An indemnity or fee-for-service plan, is an insurance that reimburses you according to a schedule for medical expenses. These plans pay for hospital stays, surgical expenses and other general medical coverage as set out in the policy.
Benefit amount paid can be as a percentage (80/20) of costs or a scheduled amount of the actual expenses.
Health Maintenance Organizations (HMO)
The HMO is the type of insurance policy most people buy and frequently provided for by employers. HMOs provide a broad range of comprehensive healthcare services to an insured group for a fixed payment. With this type of insurance you must select a primary physician who screens all of your medical care providers that you may require during the year. Insurance companies attempt to control the cost and quality of care by coordinating health services with providers. Your physician is responsible for determining what care is required before making any referrals to specialists.
HMOs tend to be the most cost effective health insurance plans available. The downside is you may only select doctors and hospital approved in the insurance carrier’s network. If you use a non-network provider, your HMO plan does not have to cover the costs unless it’s for an emergency and or has been previously authorized.

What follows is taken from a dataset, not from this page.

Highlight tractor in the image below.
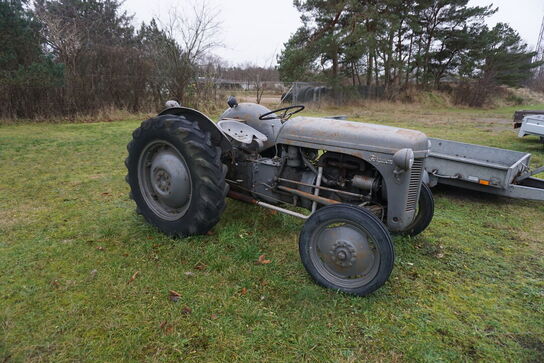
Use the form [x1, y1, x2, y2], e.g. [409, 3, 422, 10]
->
[125, 96, 434, 296]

Preferred Provider Organization (PPO)
PPOs are healthcare providers under contract with an insurance carrier, third-party administrators, or others (like employers) to provide medical care services at a reduced fee.
PPO healthcare providers are compensated on a fee-for-service based schedule, very much like a traditional doctor’s visit.

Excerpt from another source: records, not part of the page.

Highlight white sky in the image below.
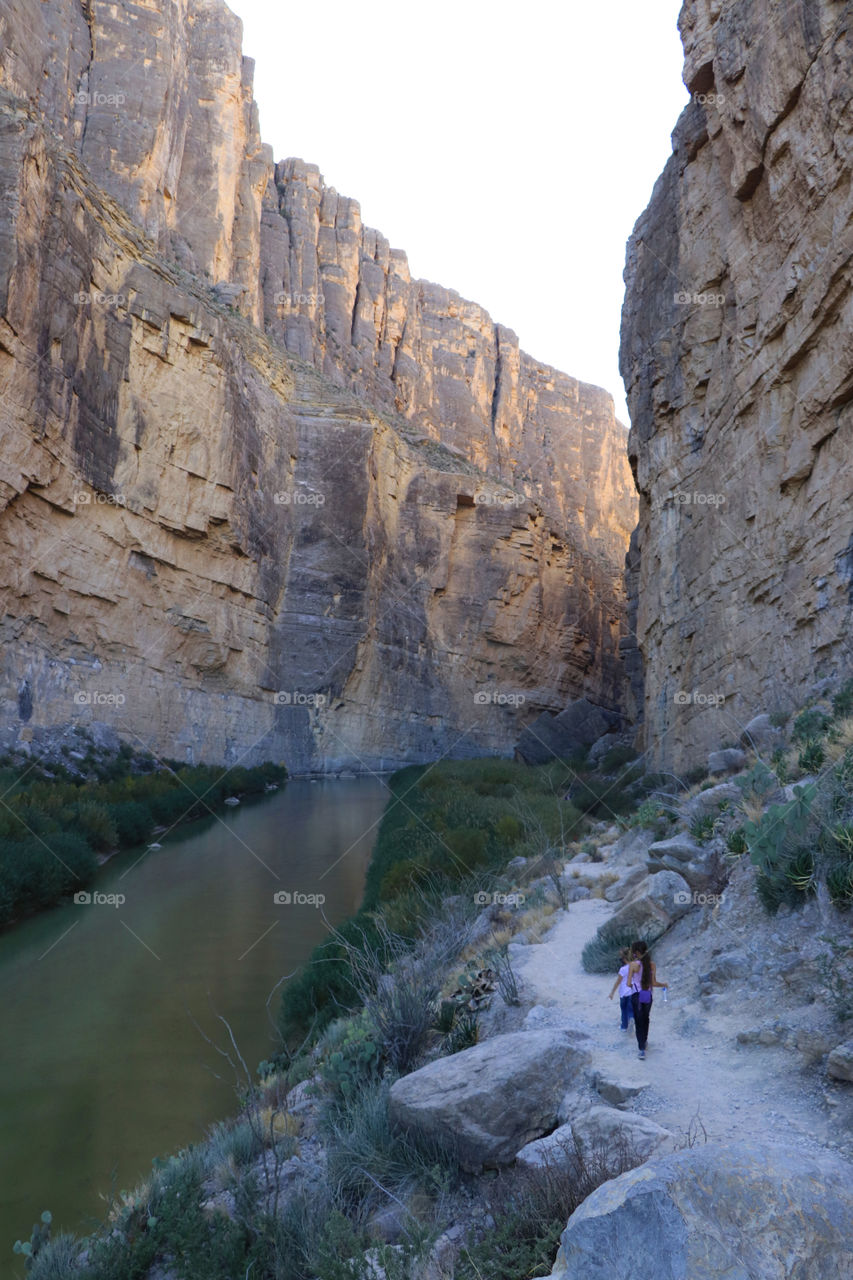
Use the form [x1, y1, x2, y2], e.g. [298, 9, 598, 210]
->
[229, 0, 688, 424]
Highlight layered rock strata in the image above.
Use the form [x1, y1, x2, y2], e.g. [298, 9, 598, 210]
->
[621, 0, 853, 768]
[0, 0, 633, 772]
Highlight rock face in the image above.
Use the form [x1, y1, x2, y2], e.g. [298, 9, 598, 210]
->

You may choose not to use the PPO’s healthcare providers or facilities. However you may be required to pay a higher co-payment and deductible.
Point of Service (POS)
Then there is thepoint of service plan. This is a more flexible alternative plan that allows for a combination a HMO, PPO and indemnity plan. It allows you to decide for yourself what services to use. You may end up payinga higher portion of the cost for the added flexibility.